Thursday, June 30, 2011

Poised to Disappoint

The imbalance of recent negative sentiment, relative strength and momentum no doubt is being repaired on the back of this week's rally — itself, an unusually strong burst occurring amidst the weakest technical backdrop since last year's "flash crash."

Yet beyond this repair, nothing technically compelling is accompanying the market's recovery. If anything, only further indications of underlying weakness are being revealed.


For example, volume accompanying advancing periods since June 16th bottom is but more muted than advancing periods previous — indeed, something of a consistent trend since March '09 bottom, and now only the more curious. Oh wall of worry, where art thou?

Why, below we see that long equity hedging at "bottom" inflection points this year — late-January, mid-March and mid-June — in the vicinity of SPX 1275 have been consistently increasing, yet the question is whether this will prove sufficient, now that the market's momentum (bottom panel of $SPX chart above) was turned to the negative in June...


An ominous setup the CBOE Put/Call Ratio presents (see early-May 2010). Then, considering volatility's marked contraction this week, all the more ominous is the technical backdrop.

Likewise, with daily breadth relatively subdued this week, yet averaged over the past ten days rather reflecting a consensus relatively certain about the market's positive prospects, what awaits in truth might reasonably be thought anything but.

By every technical measure I consider in these parts, the market appears poised to disappoint, and this even in a most dramatic fashion.

Watch index momentum. Its present rise from the negative to approach its "0" line will fail crossover only if the market turns south, and probably in a big way, over the next few days.

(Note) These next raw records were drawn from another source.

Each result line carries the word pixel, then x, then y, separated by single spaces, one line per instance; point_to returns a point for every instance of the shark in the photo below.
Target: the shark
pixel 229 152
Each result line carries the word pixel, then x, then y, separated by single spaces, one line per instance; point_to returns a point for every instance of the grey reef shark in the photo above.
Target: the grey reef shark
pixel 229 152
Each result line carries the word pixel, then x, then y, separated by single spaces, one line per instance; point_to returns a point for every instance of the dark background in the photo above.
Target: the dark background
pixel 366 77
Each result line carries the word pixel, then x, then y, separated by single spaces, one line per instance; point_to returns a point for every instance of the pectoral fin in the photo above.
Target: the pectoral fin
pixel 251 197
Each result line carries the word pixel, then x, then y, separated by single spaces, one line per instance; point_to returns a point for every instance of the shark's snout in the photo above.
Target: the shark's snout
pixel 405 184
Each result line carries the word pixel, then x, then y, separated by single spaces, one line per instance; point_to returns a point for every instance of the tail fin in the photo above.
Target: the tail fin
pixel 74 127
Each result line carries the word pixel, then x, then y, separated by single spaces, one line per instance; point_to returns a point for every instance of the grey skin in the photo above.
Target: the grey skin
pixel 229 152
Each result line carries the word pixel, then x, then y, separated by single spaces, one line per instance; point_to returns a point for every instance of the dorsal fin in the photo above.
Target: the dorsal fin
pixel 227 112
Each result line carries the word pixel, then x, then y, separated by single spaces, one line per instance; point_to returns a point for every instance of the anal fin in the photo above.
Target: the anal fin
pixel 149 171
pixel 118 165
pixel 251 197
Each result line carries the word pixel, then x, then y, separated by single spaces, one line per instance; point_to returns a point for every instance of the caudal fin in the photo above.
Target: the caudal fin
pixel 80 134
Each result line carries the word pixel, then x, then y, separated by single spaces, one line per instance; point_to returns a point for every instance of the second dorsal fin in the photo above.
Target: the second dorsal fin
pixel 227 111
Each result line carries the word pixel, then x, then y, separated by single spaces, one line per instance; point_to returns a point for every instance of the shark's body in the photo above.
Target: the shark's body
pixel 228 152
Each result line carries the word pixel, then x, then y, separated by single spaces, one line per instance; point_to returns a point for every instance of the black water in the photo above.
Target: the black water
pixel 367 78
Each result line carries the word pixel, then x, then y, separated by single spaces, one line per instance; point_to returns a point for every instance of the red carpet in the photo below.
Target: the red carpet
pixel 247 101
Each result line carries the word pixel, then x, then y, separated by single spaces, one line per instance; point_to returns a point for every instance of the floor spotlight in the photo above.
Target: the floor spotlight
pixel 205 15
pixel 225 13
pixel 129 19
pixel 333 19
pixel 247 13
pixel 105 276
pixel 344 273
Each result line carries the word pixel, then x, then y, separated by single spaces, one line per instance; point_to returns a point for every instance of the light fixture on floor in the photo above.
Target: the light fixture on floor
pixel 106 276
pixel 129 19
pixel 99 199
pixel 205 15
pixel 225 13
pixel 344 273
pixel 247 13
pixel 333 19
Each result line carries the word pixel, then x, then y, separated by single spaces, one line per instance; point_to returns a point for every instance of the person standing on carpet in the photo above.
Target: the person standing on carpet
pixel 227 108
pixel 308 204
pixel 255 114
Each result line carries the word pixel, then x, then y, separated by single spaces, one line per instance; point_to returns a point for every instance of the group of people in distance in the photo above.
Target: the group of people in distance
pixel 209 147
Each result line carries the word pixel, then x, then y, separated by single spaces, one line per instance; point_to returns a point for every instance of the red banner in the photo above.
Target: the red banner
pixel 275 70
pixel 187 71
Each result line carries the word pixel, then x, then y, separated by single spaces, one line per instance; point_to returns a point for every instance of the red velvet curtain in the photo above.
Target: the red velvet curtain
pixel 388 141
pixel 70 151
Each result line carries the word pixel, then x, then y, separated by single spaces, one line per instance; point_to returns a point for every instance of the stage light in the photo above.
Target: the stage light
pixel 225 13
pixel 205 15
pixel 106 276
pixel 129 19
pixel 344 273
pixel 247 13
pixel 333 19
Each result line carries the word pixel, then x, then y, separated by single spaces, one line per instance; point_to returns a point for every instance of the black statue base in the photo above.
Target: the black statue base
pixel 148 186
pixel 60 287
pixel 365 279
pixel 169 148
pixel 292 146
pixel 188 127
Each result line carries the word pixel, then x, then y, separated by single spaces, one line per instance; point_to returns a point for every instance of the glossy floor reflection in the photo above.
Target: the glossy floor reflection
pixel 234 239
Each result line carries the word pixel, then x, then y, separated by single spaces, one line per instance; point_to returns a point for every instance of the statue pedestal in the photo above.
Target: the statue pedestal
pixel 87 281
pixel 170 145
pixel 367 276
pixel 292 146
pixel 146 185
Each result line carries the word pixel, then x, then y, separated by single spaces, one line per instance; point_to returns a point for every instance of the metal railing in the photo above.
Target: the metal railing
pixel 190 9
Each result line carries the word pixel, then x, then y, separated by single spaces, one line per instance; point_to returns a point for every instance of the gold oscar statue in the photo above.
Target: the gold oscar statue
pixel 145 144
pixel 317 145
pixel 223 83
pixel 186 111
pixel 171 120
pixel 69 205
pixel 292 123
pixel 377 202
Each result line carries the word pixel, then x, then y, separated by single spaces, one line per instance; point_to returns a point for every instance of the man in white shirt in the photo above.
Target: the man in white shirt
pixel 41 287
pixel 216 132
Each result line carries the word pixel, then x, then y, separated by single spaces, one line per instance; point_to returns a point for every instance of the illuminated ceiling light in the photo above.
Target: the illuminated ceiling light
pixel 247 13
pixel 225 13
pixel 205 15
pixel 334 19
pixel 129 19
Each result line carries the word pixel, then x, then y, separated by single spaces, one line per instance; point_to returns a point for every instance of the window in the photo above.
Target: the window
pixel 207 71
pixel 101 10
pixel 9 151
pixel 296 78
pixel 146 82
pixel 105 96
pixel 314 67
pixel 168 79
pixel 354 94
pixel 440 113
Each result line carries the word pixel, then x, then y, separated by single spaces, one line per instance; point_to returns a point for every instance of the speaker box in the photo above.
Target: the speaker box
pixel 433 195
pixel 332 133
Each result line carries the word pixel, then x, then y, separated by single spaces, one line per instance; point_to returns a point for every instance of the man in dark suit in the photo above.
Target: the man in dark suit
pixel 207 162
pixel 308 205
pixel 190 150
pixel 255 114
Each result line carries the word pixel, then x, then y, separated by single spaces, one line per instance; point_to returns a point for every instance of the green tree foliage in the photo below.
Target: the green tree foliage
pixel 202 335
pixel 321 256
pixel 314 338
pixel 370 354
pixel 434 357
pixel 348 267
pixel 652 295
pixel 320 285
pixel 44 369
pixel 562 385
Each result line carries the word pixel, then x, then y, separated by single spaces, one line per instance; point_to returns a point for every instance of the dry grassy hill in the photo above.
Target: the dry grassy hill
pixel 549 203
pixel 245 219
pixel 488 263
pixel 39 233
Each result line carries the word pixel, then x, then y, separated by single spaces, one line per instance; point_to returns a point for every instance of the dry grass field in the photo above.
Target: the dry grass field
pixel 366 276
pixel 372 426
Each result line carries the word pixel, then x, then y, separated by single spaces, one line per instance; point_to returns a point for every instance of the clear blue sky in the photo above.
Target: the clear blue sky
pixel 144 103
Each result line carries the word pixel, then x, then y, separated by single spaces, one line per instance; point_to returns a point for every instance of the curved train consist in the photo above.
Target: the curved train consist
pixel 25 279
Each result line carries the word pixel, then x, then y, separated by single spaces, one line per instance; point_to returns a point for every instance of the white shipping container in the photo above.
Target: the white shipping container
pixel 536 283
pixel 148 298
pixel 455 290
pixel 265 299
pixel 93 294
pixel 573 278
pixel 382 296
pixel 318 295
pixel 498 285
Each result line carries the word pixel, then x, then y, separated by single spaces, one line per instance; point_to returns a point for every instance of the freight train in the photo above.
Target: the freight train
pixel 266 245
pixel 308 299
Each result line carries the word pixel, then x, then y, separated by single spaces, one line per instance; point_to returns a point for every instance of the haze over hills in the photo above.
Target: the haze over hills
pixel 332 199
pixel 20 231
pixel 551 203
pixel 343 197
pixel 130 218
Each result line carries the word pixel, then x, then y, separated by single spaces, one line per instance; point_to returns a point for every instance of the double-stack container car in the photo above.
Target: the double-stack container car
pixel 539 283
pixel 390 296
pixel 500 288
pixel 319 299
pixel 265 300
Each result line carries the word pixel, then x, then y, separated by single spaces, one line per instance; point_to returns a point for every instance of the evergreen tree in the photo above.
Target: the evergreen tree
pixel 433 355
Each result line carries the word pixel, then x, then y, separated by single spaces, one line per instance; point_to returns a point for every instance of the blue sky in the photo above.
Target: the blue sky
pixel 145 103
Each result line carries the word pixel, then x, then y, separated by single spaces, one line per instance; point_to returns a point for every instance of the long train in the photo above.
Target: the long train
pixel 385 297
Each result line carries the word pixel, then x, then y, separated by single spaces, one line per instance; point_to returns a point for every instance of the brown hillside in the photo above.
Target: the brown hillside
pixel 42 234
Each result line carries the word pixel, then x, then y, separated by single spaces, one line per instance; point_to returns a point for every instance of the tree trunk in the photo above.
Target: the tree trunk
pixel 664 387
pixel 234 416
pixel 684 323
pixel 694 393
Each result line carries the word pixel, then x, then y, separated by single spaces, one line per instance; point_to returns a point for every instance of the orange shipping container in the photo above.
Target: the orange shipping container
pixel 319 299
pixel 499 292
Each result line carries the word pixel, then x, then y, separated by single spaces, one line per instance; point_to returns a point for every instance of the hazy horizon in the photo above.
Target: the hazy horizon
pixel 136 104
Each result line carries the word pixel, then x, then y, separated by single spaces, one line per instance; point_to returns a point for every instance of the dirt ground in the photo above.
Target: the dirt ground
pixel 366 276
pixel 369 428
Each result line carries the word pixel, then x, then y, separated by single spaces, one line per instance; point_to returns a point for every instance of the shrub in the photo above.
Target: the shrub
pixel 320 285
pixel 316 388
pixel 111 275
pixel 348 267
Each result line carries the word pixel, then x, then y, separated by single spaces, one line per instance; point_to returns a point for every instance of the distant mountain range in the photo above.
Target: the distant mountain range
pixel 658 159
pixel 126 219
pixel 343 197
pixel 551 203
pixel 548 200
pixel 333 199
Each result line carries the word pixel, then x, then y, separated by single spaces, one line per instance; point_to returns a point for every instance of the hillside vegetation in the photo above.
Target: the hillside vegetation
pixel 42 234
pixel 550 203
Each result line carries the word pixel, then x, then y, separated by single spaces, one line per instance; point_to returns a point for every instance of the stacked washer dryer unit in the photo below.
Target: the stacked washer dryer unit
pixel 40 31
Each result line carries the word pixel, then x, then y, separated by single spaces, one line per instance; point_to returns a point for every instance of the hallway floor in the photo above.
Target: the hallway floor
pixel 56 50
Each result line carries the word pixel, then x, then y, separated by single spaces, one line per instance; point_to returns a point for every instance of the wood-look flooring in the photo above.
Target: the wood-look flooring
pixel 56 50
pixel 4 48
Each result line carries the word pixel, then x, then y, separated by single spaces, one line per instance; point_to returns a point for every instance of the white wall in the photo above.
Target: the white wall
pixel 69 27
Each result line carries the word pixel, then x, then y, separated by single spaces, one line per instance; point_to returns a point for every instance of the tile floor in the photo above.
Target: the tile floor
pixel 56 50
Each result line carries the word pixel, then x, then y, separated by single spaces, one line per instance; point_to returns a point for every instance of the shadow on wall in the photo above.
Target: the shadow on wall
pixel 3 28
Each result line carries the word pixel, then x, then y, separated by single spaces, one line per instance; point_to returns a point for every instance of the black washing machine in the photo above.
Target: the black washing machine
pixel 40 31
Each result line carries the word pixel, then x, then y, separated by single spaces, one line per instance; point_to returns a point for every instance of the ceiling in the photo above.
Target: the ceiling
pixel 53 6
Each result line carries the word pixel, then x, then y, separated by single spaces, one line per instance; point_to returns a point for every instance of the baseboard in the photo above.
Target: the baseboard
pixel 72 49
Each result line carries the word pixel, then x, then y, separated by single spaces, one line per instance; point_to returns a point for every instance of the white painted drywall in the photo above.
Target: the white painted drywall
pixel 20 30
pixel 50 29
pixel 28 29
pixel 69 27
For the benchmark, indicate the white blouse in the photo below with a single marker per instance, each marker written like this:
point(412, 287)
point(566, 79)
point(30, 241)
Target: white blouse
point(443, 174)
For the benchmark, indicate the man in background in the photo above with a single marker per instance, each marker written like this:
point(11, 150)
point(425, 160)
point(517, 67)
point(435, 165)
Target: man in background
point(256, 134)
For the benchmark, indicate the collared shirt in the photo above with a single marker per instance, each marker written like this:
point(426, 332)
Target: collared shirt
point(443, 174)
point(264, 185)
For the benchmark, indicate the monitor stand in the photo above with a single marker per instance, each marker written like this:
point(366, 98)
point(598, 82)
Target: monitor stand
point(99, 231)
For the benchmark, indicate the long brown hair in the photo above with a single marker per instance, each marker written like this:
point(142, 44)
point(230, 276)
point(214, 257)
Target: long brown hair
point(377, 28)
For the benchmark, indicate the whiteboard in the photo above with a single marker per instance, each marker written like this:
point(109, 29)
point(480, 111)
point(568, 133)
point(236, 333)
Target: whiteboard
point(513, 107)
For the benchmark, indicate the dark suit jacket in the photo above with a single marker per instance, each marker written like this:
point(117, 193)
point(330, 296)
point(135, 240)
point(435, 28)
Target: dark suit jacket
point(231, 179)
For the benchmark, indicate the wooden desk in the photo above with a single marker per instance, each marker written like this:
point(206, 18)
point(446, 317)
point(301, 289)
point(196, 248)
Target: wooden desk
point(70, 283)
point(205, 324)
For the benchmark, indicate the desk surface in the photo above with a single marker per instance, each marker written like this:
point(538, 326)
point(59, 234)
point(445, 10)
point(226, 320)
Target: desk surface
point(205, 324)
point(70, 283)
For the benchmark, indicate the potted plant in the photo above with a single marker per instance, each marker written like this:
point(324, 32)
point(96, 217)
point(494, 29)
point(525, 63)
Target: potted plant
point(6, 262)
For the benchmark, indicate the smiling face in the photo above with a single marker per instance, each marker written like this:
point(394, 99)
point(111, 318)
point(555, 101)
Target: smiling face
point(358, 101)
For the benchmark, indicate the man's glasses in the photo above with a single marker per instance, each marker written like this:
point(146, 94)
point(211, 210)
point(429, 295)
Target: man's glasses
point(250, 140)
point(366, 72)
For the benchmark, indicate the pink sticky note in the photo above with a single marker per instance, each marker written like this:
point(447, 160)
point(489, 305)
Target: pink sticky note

Without going into details tonight, it appears top to the market's advance since late last Friday (6/24) is nearly at hand. Should my negative outlook here — still supposing June 16th bottom will be taken out, if not left in the dust — reflect a correct read of underlying technical conditions, then the market's 5-wave advance since last last Friday is seen forming the "c" wave of an a-b-c corrective wave up, this recovering some of the market's losses from May 1st top. Once this corrective wave higher completes, it's right back down she goes. And I will say it again: the trip just might turn nasty.